Read-only plain text values in Constellation can be introduced through various means, such as partial views, read-only text fields, and properties in the case summary panel of a work object.

For plain text properties such as these, Pega generates <dl> description list tags, containing description terms <dt> and description definitions <dd>. The description term serves as the key, and the description definition serves as the value.

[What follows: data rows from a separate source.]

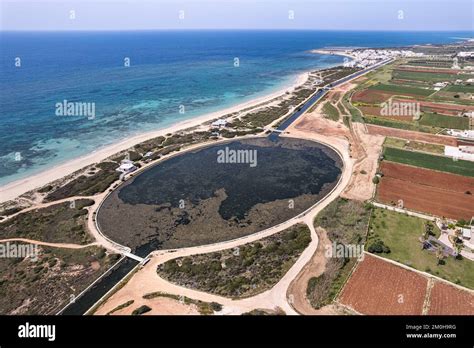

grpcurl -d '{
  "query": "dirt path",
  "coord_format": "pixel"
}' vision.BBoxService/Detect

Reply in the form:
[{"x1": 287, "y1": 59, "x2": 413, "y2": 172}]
[{"x1": 286, "y1": 226, "x2": 332, "y2": 314}]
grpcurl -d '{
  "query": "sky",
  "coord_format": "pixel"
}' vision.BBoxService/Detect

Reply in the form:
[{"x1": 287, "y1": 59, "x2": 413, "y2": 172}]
[{"x1": 0, "y1": 0, "x2": 473, "y2": 31}]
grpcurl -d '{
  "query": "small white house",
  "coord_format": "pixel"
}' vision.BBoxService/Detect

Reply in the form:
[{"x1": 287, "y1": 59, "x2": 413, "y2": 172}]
[
  {"x1": 116, "y1": 162, "x2": 137, "y2": 173},
  {"x1": 211, "y1": 119, "x2": 227, "y2": 128}
]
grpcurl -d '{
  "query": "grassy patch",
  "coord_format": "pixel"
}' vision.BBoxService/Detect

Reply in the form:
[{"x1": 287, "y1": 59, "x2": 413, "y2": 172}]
[
  {"x1": 383, "y1": 137, "x2": 444, "y2": 155},
  {"x1": 322, "y1": 102, "x2": 340, "y2": 121},
  {"x1": 369, "y1": 83, "x2": 434, "y2": 97},
  {"x1": 445, "y1": 84, "x2": 474, "y2": 94},
  {"x1": 419, "y1": 113, "x2": 469, "y2": 130},
  {"x1": 367, "y1": 208, "x2": 474, "y2": 289},
  {"x1": 383, "y1": 147, "x2": 474, "y2": 177},
  {"x1": 157, "y1": 224, "x2": 311, "y2": 298},
  {"x1": 364, "y1": 116, "x2": 438, "y2": 134}
]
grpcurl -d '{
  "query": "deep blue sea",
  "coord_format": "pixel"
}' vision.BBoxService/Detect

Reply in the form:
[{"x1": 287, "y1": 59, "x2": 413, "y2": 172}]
[{"x1": 0, "y1": 30, "x2": 471, "y2": 185}]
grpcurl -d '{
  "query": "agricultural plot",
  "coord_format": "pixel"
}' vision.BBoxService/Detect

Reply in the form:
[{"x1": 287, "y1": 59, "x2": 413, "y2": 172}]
[
  {"x1": 392, "y1": 70, "x2": 464, "y2": 83},
  {"x1": 382, "y1": 147, "x2": 474, "y2": 177},
  {"x1": 427, "y1": 282, "x2": 474, "y2": 315},
  {"x1": 338, "y1": 254, "x2": 474, "y2": 315},
  {"x1": 445, "y1": 84, "x2": 474, "y2": 94},
  {"x1": 367, "y1": 208, "x2": 474, "y2": 289},
  {"x1": 338, "y1": 254, "x2": 427, "y2": 315},
  {"x1": 364, "y1": 116, "x2": 438, "y2": 134},
  {"x1": 383, "y1": 137, "x2": 445, "y2": 155},
  {"x1": 419, "y1": 113, "x2": 469, "y2": 130},
  {"x1": 366, "y1": 124, "x2": 458, "y2": 146},
  {"x1": 369, "y1": 84, "x2": 435, "y2": 97},
  {"x1": 377, "y1": 161, "x2": 474, "y2": 220}
]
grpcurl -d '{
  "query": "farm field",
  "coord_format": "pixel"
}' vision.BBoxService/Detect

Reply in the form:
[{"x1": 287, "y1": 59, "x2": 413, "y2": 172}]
[
  {"x1": 338, "y1": 254, "x2": 474, "y2": 315},
  {"x1": 419, "y1": 113, "x2": 469, "y2": 130},
  {"x1": 369, "y1": 83, "x2": 435, "y2": 97},
  {"x1": 338, "y1": 254, "x2": 427, "y2": 315},
  {"x1": 366, "y1": 208, "x2": 474, "y2": 289},
  {"x1": 383, "y1": 137, "x2": 444, "y2": 154},
  {"x1": 392, "y1": 70, "x2": 471, "y2": 83},
  {"x1": 382, "y1": 147, "x2": 474, "y2": 177},
  {"x1": 366, "y1": 124, "x2": 458, "y2": 146},
  {"x1": 427, "y1": 282, "x2": 474, "y2": 315},
  {"x1": 445, "y1": 84, "x2": 474, "y2": 94},
  {"x1": 376, "y1": 161, "x2": 474, "y2": 220}
]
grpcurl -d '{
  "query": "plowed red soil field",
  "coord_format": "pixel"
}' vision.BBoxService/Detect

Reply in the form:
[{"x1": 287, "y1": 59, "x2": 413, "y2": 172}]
[
  {"x1": 352, "y1": 90, "x2": 393, "y2": 104},
  {"x1": 366, "y1": 124, "x2": 458, "y2": 146},
  {"x1": 339, "y1": 255, "x2": 427, "y2": 315},
  {"x1": 377, "y1": 162, "x2": 474, "y2": 220},
  {"x1": 428, "y1": 282, "x2": 474, "y2": 315}
]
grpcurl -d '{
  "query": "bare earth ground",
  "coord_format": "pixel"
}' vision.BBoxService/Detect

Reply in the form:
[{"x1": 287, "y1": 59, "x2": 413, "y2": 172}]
[
  {"x1": 366, "y1": 124, "x2": 458, "y2": 146},
  {"x1": 111, "y1": 297, "x2": 200, "y2": 315}
]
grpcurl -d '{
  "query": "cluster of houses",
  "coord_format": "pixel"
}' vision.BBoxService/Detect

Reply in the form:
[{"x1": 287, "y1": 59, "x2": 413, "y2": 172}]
[{"x1": 345, "y1": 49, "x2": 424, "y2": 68}]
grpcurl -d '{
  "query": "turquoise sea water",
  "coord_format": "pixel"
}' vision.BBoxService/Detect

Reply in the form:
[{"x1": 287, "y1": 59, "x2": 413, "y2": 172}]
[{"x1": 0, "y1": 30, "x2": 471, "y2": 185}]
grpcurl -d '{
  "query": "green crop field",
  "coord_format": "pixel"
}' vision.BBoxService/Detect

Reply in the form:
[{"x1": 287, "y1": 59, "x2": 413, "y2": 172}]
[
  {"x1": 419, "y1": 113, "x2": 470, "y2": 130},
  {"x1": 383, "y1": 147, "x2": 474, "y2": 177},
  {"x1": 369, "y1": 83, "x2": 434, "y2": 97},
  {"x1": 393, "y1": 70, "x2": 460, "y2": 82},
  {"x1": 364, "y1": 116, "x2": 438, "y2": 134},
  {"x1": 445, "y1": 85, "x2": 474, "y2": 94},
  {"x1": 367, "y1": 208, "x2": 474, "y2": 289}
]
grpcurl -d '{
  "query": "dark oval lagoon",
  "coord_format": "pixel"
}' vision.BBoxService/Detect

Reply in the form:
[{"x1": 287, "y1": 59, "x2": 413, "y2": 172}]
[{"x1": 97, "y1": 137, "x2": 342, "y2": 255}]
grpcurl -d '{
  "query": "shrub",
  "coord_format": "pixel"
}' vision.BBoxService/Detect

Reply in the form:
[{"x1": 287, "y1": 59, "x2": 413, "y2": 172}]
[{"x1": 131, "y1": 305, "x2": 151, "y2": 315}]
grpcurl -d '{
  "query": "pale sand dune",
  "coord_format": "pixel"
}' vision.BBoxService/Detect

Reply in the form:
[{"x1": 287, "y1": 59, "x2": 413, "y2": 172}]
[{"x1": 0, "y1": 73, "x2": 308, "y2": 203}]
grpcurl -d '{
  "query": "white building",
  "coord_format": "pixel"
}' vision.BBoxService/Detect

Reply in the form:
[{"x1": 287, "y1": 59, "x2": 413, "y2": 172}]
[
  {"x1": 116, "y1": 159, "x2": 137, "y2": 173},
  {"x1": 211, "y1": 119, "x2": 227, "y2": 128},
  {"x1": 446, "y1": 129, "x2": 474, "y2": 139},
  {"x1": 445, "y1": 145, "x2": 474, "y2": 161}
]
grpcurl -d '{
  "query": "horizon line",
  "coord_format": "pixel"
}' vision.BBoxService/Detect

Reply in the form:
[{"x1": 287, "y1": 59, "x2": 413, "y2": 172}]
[{"x1": 1, "y1": 28, "x2": 473, "y2": 33}]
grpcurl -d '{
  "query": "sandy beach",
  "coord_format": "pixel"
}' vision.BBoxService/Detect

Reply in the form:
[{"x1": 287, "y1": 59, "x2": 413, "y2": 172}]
[{"x1": 0, "y1": 72, "x2": 309, "y2": 203}]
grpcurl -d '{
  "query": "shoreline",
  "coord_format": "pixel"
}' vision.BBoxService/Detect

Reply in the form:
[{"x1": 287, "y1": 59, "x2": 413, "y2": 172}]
[{"x1": 0, "y1": 72, "x2": 309, "y2": 203}]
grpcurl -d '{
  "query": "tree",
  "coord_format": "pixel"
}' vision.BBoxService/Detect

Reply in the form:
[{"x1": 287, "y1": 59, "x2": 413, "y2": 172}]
[
  {"x1": 372, "y1": 176, "x2": 380, "y2": 184},
  {"x1": 436, "y1": 246, "x2": 444, "y2": 265}
]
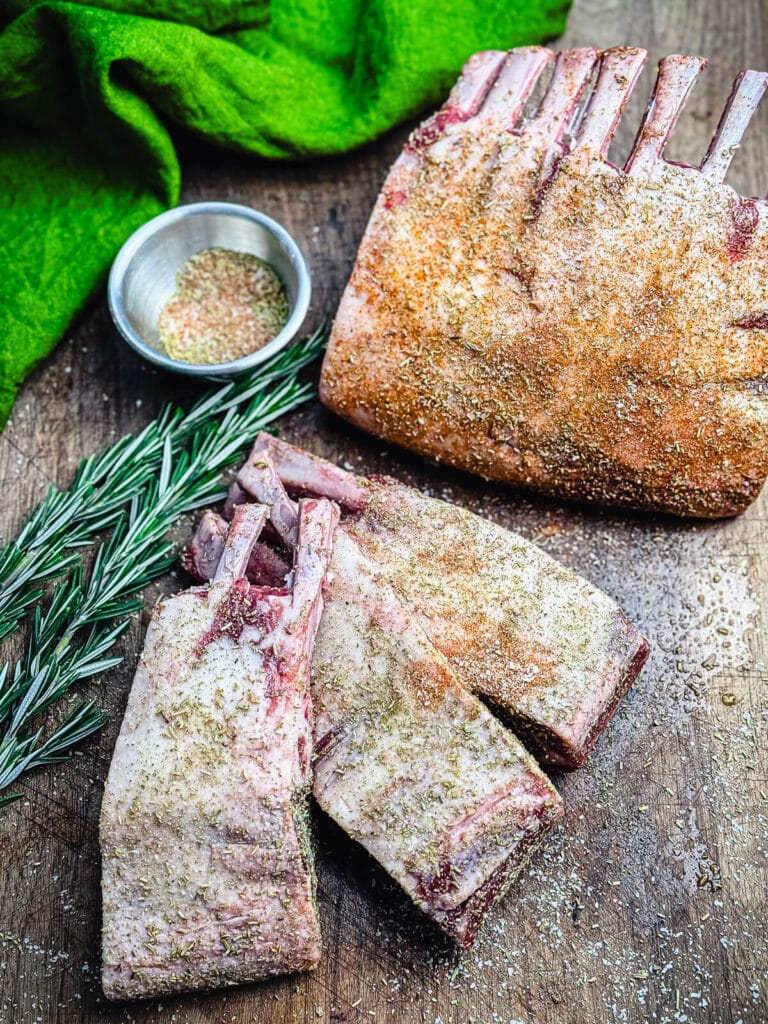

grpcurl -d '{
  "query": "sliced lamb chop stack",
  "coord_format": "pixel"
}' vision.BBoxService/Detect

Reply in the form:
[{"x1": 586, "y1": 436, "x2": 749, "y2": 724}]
[
  {"x1": 186, "y1": 463, "x2": 564, "y2": 947},
  {"x1": 231, "y1": 433, "x2": 649, "y2": 770},
  {"x1": 100, "y1": 498, "x2": 338, "y2": 999},
  {"x1": 320, "y1": 47, "x2": 768, "y2": 518}
]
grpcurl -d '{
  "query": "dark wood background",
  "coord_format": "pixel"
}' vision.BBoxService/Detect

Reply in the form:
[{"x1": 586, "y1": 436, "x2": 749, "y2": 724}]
[{"x1": 1, "y1": 1, "x2": 767, "y2": 1021}]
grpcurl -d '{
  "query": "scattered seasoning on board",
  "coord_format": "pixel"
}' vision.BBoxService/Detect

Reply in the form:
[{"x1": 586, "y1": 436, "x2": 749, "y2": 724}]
[{"x1": 158, "y1": 248, "x2": 289, "y2": 364}]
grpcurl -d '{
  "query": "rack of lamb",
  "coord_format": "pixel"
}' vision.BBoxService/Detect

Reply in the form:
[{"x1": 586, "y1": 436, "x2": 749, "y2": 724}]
[
  {"x1": 100, "y1": 498, "x2": 337, "y2": 999},
  {"x1": 320, "y1": 47, "x2": 768, "y2": 518}
]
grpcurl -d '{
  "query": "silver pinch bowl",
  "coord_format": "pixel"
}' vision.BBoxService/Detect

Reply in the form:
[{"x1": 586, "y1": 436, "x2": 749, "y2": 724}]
[{"x1": 108, "y1": 202, "x2": 311, "y2": 378}]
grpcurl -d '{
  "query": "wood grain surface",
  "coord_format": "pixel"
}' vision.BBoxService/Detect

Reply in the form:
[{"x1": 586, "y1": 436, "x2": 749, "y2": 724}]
[{"x1": 1, "y1": 1, "x2": 767, "y2": 1022}]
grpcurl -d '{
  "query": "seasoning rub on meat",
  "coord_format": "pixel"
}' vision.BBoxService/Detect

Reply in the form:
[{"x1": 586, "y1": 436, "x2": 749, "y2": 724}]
[{"x1": 100, "y1": 498, "x2": 338, "y2": 999}]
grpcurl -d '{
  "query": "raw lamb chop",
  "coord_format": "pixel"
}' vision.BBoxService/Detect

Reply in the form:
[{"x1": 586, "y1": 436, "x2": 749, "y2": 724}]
[
  {"x1": 228, "y1": 433, "x2": 649, "y2": 770},
  {"x1": 320, "y1": 47, "x2": 768, "y2": 518},
  {"x1": 100, "y1": 498, "x2": 338, "y2": 1000},
  {"x1": 186, "y1": 476, "x2": 564, "y2": 947}
]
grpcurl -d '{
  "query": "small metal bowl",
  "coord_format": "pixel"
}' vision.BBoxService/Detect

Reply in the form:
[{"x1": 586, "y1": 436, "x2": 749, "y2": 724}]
[{"x1": 108, "y1": 202, "x2": 311, "y2": 377}]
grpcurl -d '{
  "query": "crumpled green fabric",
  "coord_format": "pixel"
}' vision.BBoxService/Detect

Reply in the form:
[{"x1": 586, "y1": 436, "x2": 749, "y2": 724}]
[{"x1": 0, "y1": 0, "x2": 570, "y2": 428}]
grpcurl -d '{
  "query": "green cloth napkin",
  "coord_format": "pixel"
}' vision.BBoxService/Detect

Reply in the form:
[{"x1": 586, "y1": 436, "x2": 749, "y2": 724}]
[{"x1": 0, "y1": 0, "x2": 569, "y2": 429}]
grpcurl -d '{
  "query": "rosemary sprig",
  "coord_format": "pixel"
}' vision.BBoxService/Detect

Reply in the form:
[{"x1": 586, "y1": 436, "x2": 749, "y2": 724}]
[
  {"x1": 0, "y1": 327, "x2": 326, "y2": 642},
  {"x1": 0, "y1": 570, "x2": 127, "y2": 805},
  {"x1": 0, "y1": 328, "x2": 326, "y2": 805}
]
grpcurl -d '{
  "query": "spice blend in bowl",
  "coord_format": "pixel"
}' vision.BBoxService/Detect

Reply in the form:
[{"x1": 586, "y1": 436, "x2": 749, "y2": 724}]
[
  {"x1": 158, "y1": 248, "x2": 289, "y2": 365},
  {"x1": 108, "y1": 202, "x2": 311, "y2": 378}
]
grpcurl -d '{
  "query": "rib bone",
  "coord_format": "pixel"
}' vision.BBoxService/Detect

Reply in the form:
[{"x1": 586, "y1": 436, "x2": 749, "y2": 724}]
[
  {"x1": 211, "y1": 503, "x2": 267, "y2": 582},
  {"x1": 444, "y1": 49, "x2": 507, "y2": 118},
  {"x1": 574, "y1": 47, "x2": 647, "y2": 157},
  {"x1": 525, "y1": 46, "x2": 600, "y2": 148},
  {"x1": 626, "y1": 54, "x2": 707, "y2": 175},
  {"x1": 238, "y1": 450, "x2": 298, "y2": 547},
  {"x1": 477, "y1": 46, "x2": 553, "y2": 130},
  {"x1": 700, "y1": 69, "x2": 768, "y2": 181}
]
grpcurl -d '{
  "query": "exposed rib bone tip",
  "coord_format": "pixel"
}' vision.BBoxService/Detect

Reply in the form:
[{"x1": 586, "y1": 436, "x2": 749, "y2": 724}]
[
  {"x1": 602, "y1": 45, "x2": 649, "y2": 61},
  {"x1": 626, "y1": 54, "x2": 707, "y2": 175},
  {"x1": 504, "y1": 45, "x2": 551, "y2": 58},
  {"x1": 526, "y1": 47, "x2": 600, "y2": 147},
  {"x1": 575, "y1": 47, "x2": 648, "y2": 157},
  {"x1": 479, "y1": 46, "x2": 553, "y2": 130},
  {"x1": 701, "y1": 69, "x2": 768, "y2": 181},
  {"x1": 444, "y1": 50, "x2": 508, "y2": 120},
  {"x1": 464, "y1": 49, "x2": 506, "y2": 68}
]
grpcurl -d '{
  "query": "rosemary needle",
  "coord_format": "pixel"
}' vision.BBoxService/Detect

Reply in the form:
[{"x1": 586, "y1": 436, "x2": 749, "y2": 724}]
[{"x1": 0, "y1": 327, "x2": 326, "y2": 805}]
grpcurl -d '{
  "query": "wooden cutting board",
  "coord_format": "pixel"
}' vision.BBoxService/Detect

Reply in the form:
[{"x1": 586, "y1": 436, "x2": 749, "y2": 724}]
[{"x1": 1, "y1": 2, "x2": 766, "y2": 1022}]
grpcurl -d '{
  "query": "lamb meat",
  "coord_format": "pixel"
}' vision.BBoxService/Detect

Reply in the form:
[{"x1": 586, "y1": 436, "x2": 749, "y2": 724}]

You might notice that the markup of these tags in the screenshot also contains the role="none" attribute, which removes the innate semantic role of the HTML tag the attribute is used on. Originally, the description list markup was chosen to provide a relationship between read-only data values, where each pair of values logically correlates to each other.
However, user feedback and testing results showed that the use of description list markup could introduce confusing and potentially verbose output from screen readers based on how they interpret the semantics. What would otherwise be simple plain text on the page, navigable in Browse/Read mode with screen reader, suddenly becomes several individual instances of lists with list items. While semantically the description list/term/definition structure is correct for reflecting the relationships of such key-value pairs, testing with various screen readers revealed that their announcements did not reflect the specific, logical type of list structure being used. Rather than indicating which text is the term and which is the definition, screen readers consider both to be a single list item within the greater description list structure. Considering how widespread these value pairs are in a given application, this introduced more complexity than intended.
Take this example of a rich text editor field displayed as read-only.

The definition, or value, contains both plain text and a link. A screen reader user navigating the page with the Tab key would hear output along the lines of “list with 1 item, regional cuisine link” when bringing keyboard focus to this link. Realistically there is no logical list structure to traverse here, but due to the tags being used, users may not be aware of this and believe otherwise.
The solution approach for meaningful screen reader interaction
To mitigate this, In Platform versions '25.1.3 and '26.1 onwards we add the role="none" attribute on the parent <dl> tag for two reasons.
The first is to suppress the screen reader announcement of the list and listitem structure, as it does not specify individual relationships between field and value. Instead, such values are treated as plain text on the page, navigable in Browse/Read mode with screen readers.
The second reason is to support how screen reader announces and navigates the text. Were we to also apply role="none" to the <dt> and <dd> tags, screen readers would announce all the data in a single arrow key press in browse mode - all as one string of text. So by just applying the role to the parent list container element, we preserve a logical reading sequence and avoid a confusing experience where all the data is announced at once.

Automated testing tools such as aXe DevTools may flag the usage of this role incorrect if Best Practices are included in the testing criteria. The use of this role should not introduce accessibility issues or with assistive technology or barriers to understanding the content contained within.
Additionally for scenarios involving read-only rich text fields, beginning in the '26.1 release Constellation's RTE now uses Tiptap RTE. When displayed in read-only mode it maintains the markup of the RTE in its editable state and only sets the contenteditable attribute to false, thus avoiding the presence of any description list structure.